Readers of this blog will no doubt be aware that regulators and legislators worldwide are working manically to update their financial services legislation to conform to political agendas (rightly or wrongly) arising from the credit crisis. I thought that it may be useful to give you a reminder of a couple of the forthcoming changes that we’ll all need to get used to.

  • US CFTC Exemptions – US and non-US managers and funds that operate on US futures markets generally should be registered with or apply for an exemption from registration with the CFTC. Those of us working for non-US clients and funds typically rely on a number of exemptions and are accustomed to making a couple of exemption notice filings and leaving it at that. Going forward, the old exemptions are rescinded and will be replaced with annual exemption filings together with the requirement to make risk disclosures regarding swap transactions.

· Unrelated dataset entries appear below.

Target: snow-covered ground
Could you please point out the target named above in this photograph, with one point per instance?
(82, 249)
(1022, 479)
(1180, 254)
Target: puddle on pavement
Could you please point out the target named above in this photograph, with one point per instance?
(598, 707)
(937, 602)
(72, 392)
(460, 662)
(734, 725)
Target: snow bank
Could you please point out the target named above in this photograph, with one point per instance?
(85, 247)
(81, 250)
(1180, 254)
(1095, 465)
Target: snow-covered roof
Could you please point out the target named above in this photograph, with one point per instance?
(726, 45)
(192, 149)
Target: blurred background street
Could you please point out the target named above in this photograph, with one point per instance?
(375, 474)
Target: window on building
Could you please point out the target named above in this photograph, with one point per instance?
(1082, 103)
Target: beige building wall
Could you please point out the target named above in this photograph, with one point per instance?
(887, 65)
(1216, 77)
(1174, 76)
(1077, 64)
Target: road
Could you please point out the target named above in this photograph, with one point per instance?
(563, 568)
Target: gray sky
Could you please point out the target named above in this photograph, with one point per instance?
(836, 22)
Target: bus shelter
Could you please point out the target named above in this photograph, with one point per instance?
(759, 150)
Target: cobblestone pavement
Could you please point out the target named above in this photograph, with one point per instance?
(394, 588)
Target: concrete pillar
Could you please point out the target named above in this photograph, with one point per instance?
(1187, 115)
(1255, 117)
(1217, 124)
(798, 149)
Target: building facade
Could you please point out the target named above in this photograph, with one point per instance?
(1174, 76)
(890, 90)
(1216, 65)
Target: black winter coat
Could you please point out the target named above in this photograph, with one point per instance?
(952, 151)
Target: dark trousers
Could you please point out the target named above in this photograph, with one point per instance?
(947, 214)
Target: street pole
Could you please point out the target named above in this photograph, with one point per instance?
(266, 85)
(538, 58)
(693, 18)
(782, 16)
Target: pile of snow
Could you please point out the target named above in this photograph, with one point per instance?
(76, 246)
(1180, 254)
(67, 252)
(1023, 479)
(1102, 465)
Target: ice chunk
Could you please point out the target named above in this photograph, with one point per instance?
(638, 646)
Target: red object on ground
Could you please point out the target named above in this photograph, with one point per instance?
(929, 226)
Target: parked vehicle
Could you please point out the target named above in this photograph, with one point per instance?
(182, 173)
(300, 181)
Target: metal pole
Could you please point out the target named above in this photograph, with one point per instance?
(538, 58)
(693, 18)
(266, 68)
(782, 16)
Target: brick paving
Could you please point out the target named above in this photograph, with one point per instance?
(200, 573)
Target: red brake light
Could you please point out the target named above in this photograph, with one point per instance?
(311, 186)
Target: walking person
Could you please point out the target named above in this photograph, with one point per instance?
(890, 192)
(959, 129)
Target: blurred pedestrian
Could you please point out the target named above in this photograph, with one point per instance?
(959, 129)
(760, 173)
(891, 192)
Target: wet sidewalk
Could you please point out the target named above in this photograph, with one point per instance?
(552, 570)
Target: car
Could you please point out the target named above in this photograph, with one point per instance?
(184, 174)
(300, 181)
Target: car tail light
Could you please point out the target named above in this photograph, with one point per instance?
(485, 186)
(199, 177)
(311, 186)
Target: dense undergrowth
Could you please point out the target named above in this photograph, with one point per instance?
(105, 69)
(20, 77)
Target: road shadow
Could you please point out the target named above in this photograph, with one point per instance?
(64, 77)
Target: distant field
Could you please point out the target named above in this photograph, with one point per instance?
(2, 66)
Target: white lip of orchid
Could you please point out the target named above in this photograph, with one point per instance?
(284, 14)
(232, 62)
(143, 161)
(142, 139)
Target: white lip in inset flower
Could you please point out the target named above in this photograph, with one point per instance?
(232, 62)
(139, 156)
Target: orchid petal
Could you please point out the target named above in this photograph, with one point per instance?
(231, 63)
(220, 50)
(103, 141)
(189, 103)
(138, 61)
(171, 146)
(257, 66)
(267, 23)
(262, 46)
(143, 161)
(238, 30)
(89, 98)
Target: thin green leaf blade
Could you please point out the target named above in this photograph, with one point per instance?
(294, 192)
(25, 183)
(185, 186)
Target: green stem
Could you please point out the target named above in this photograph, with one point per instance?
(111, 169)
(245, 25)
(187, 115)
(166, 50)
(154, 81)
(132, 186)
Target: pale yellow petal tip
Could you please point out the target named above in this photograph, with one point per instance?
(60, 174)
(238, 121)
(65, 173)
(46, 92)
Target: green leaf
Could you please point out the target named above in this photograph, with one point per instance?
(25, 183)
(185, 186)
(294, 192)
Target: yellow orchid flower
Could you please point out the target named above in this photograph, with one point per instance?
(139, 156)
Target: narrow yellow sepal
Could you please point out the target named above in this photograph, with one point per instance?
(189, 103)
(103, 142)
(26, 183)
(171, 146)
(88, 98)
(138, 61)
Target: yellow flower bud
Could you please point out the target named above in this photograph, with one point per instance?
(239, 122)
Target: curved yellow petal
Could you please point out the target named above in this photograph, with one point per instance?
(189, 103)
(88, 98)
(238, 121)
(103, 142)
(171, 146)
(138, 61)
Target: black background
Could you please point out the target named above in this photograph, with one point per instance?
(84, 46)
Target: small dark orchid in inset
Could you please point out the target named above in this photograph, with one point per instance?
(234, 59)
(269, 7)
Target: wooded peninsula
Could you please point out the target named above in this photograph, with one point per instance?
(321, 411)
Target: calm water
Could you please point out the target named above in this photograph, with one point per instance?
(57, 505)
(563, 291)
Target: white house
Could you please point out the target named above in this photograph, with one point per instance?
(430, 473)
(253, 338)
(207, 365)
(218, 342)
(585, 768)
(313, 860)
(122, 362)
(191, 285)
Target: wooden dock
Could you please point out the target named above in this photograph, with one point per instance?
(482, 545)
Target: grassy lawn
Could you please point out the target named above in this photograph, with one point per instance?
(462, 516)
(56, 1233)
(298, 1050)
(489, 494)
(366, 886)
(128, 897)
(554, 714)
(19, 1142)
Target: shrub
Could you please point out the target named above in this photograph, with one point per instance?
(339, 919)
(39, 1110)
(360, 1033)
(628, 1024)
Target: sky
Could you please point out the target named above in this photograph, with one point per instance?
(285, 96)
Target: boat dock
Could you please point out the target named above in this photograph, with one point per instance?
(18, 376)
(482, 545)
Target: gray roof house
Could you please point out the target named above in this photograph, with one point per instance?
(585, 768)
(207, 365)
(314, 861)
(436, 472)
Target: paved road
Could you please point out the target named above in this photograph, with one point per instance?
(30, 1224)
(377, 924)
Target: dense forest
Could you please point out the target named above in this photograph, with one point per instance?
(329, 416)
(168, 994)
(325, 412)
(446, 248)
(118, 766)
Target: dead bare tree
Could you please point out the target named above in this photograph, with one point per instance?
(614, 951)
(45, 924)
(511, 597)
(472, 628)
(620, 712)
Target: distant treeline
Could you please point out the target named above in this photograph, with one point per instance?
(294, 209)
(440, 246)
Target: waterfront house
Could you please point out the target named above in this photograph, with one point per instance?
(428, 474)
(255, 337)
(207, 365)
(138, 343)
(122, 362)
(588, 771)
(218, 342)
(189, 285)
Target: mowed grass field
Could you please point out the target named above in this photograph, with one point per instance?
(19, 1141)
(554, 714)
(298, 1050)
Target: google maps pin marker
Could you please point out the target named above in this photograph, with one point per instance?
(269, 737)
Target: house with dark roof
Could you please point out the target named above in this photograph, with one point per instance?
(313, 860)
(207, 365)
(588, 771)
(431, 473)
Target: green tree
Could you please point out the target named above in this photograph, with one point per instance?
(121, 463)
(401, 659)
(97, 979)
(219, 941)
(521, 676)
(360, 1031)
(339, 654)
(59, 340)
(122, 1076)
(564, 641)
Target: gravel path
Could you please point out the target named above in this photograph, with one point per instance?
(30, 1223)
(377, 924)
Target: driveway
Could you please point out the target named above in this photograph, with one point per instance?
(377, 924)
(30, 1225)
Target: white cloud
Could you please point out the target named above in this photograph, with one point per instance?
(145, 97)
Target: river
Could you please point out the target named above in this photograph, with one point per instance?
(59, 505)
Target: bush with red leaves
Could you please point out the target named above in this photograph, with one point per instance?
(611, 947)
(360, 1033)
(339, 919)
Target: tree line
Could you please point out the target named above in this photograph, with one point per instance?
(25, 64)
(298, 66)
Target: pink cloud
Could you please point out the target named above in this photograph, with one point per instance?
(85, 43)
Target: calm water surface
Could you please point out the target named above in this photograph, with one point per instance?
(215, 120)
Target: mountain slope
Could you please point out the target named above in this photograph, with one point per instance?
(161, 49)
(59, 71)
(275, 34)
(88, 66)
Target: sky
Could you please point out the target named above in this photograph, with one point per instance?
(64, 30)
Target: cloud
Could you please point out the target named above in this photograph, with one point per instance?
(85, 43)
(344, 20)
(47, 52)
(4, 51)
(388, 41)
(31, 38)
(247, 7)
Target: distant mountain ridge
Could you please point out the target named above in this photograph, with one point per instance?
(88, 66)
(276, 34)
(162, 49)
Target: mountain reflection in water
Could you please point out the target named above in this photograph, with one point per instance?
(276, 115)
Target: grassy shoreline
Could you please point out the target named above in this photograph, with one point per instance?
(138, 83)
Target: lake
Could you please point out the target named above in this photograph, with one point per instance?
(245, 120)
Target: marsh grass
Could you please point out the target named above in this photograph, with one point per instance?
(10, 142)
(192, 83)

  • US Investment Adviser Registration – No doubt you have all read reams on this topic already. However, we do need to keep in mind that the exemptive goalposts have moved. The old 15 client exemption falls away and, while the SEC has written a letter (click here for PDF copy) to the NASAA indicating that it will consider extending the transition time for Federal registration until Q1 2012, it is worth noting that the Staff do not have the power to take this step because the drop dead date was set in stone by Congress in Dodd-Frank itself. We will need to wait for final rulemaking by the Commission due on 21 July 2011.
  • UK Bribery Act – Please do read Oliver’s blog from 19 April. Investment management businesses must have measures in place to comply with their Bribery Act obligations generally and need to be particularly careful when entering into capital introduction and rebating arrangements. US-based businesses that have a link to the UK will need to ensure that their policies are updated as the Bribery Act does not contain a safe harbour for the aptly named “grease payments” which are permissible under the US’s FCPA.
  • Acronyms Galore – Taking a Eurocentric view, it is out with the FSA and in with the PRA, CPMA and FPC in the UK and out with CESR and in with ESMA at the EU level. Interestingly, the site “cpma.org.uk” is for sale!
  • UCITS and the Key Investor Information Document or “KIID” – Managers of UCITS funds will be acutely aware that from July 2011 the simplified prospectus regime will be replaced with the 2 page Key Investor Information Document which must contain a synthetic risk/reward indicator or “SRRI”. It will be interesting to see if it will be possible for managers across the EU to keep within the 2 page limit for the KIID. Do please let us know your views on the KIID requirements whether from a manager’s or buy-side perspective.